To store state of optimization to an SQL backend, first follow setup instructions on Ax website.
Having set up the SQL backend, pass DBSettings
to AxClient
on instantiation (note that SQLAlchemy
dependency will have to be installed – for installation, refer to optional dependencies on Ax website):
from ax.storage.sqa_store.structs import DBSettings
# URL is of the form "dialect+driver://username:password@host:port/database".
db_settings = DBSettings(url="sqlite:///foo.db")
# Instead of URL, can provide a `creator function`; can specify custom encoders/decoders if necessary.
new_ax = AxClient(db_settings=db_settings)
When valid DBSettings
are passed into AxClient
, a unique experiment name is a required argument (name
) to ax_client.create_experiment
. The state of the optimization is auto-saved any time it changes (i.e. a new trial is added or completed, etc).
To reload an optimization state later, instantiate AxClient
with the same DBSettings
and use ax_client.load_experiment_from_database(experiment_name="my_experiment")
.
Evaluation failure: should any optimization iterations fail during evaluation, log_trial_failure
will ensure that the same trial is not proposed again.
_, trial_index = ax_client.get_next_trial()
ax_client.log_trial_failure(trial_index=trial_index)
Need to run many trials in parallel: for optimal results and optimization efficiency, we strongly recommend sequential optimization (generating a few trials, then waiting for them to be completed with evaluation data).
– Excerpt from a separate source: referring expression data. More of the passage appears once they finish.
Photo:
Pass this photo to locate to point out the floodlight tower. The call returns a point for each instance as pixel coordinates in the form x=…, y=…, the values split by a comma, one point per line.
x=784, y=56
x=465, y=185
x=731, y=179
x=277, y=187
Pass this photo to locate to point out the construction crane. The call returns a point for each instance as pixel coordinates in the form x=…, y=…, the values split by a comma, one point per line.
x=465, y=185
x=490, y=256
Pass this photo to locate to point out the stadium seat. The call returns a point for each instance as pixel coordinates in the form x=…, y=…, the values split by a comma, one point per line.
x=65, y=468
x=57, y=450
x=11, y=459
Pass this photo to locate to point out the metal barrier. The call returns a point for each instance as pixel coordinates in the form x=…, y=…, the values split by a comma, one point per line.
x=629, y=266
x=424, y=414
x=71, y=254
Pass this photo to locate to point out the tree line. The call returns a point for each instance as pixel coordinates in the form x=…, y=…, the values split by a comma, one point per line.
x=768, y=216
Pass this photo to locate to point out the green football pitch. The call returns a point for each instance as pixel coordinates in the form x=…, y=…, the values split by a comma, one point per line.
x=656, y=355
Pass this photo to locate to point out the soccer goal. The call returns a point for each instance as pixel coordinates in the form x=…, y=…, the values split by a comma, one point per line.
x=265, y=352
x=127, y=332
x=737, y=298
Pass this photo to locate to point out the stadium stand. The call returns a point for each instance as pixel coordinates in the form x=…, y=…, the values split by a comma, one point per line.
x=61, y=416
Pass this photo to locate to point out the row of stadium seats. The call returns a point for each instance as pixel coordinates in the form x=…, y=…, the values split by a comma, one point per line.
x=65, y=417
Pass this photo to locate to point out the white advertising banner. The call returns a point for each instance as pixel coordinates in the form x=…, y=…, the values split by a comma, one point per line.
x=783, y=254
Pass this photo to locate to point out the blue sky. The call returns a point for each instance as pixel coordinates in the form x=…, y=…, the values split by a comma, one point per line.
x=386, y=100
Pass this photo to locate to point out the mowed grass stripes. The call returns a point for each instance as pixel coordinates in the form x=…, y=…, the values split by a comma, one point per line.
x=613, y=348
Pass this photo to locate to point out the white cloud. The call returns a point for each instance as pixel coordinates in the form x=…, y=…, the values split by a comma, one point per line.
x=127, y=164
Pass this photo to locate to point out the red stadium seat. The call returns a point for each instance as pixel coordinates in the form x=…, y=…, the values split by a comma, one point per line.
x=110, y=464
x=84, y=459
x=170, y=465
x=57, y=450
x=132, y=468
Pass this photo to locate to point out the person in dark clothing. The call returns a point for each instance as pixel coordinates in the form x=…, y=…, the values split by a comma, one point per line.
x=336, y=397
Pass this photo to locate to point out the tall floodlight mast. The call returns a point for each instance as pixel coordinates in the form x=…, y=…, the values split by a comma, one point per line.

However, if your use case needs to dispatch many trials in parallel before they are updated with data and you are running into the "All trials for current model have been generated, but not enough data has been observed to fit next model" error, instantiate AxClient
as AxClient(enforce_sequential_optimization=False)
.
DataRequiredError
: Ax generation strategy needs to be updated with more data to proceed to the next optimization model. When the optimization moves from initialization stage to the Bayesian optimization stage, the underlying BayesOpt model needs sufficient data to train. For optimal results and optimization efficiency (finding the optimal point in the least number of trials), we recommend sequential optimization (generating a few trials, then waiting for them to be completed with evaluation data). Therefore, the correct way to handle this exception is to wait until more trial evaluations complete and log their data via ax_client.complete_trial(...)
.
However, if there is strong need to generate more trials before more data is available, instantiate AxClient
as AxClient(enforce_sequential_optimization=False)
. With this setting, as many trials will be generated from the initialization stage as requested, and the optimization will move to the BayesOpt stage whenever enough trials are completed.
MaxParallelismReachedException
: generation strategy restricts the number of trials that can be run simultaneously (to encourage sequential optimization), and the parallelism limit has been reached. The correct way to handle this exception is the same as DataRequiredError
– to wait until more trial evluations complete and log their data via ax_client.complete_trial(...)
.
In some cases higher parallelism is important, so enforce_sequential_optimization=False
kwarg to AxClient allows the user to suppress limiting of parallelism. It's also possible to override the default parallelism setting for all stages of the optimization by passing choose_generation_strategy_kwargs
to ax_client.create_experiment
:
ax_client = AxClient()
ax_client.create_experiment(
parameters=[
{"name": "x", "type": "range", "bounds": [-5.0, 10.0]},
{"name": "y", "type": "range", "bounds": [0.0, 15.0]},
],
# Sets max parallelism to 10 for all steps of the generation strategy.
choose_generation_strategy_kwargs={"max_parallelism_override": 10},
)
ax_client.get_max_parallelism() # Max parallelism is now 10 for all stages of the optimization.
Total runtime of script: 3 minutes, 50.11 seconds.